## Determinantal Point Process.

Review of 3 papers from Kulesza and Taskar on DPP.

Determinantal Point Process$P(A \subseteq Y)=det(K_{A})$, where Y is a discrete set of points, and K is a kernel on Y.

The benefit of DPP is that its partition function can be computed in closed form, as well as marginals and conditionals. To sample from a DPP, we need to use the eigen-decomposition of K. It captures repulsion between points to enforce diversity.

The 3 papers of Taskar looks at a few variations on this theme:

1. Structured DPP. K can be decomposed as $K_{ij}=q(y_{i})q(y_{j})\phi(y_{i})^{t}\phi(y_{j})$, where we think of q as the (scalar) quality of a point and $\phi$ as a feature vector.

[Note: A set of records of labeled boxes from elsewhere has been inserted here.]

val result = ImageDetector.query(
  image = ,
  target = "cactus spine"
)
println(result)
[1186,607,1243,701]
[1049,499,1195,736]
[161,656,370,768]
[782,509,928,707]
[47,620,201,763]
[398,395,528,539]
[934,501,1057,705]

The structure comes in where we can have $y=\{y_i\}$ and decompose $q(y)=\Pi q(y_i)$ and $\phi(y)=\sum \phi(y_i)$. Applied it to estimate pose (odd choice). Not sure the details.
2. k-DPP. The regular DPP can generate subsets of points of various sizes. k-DPP basically constrains it to generate exactly k points. Applied to find sets of diverse images. The learning is over a convex sum of different kernels (i.e. learn the weights on a training set).
3. Learning. Treat the quality $q(y)=exp(\theta^{t}f(y))$, and optimize over $\theta$ from training set. Applied to text summarization.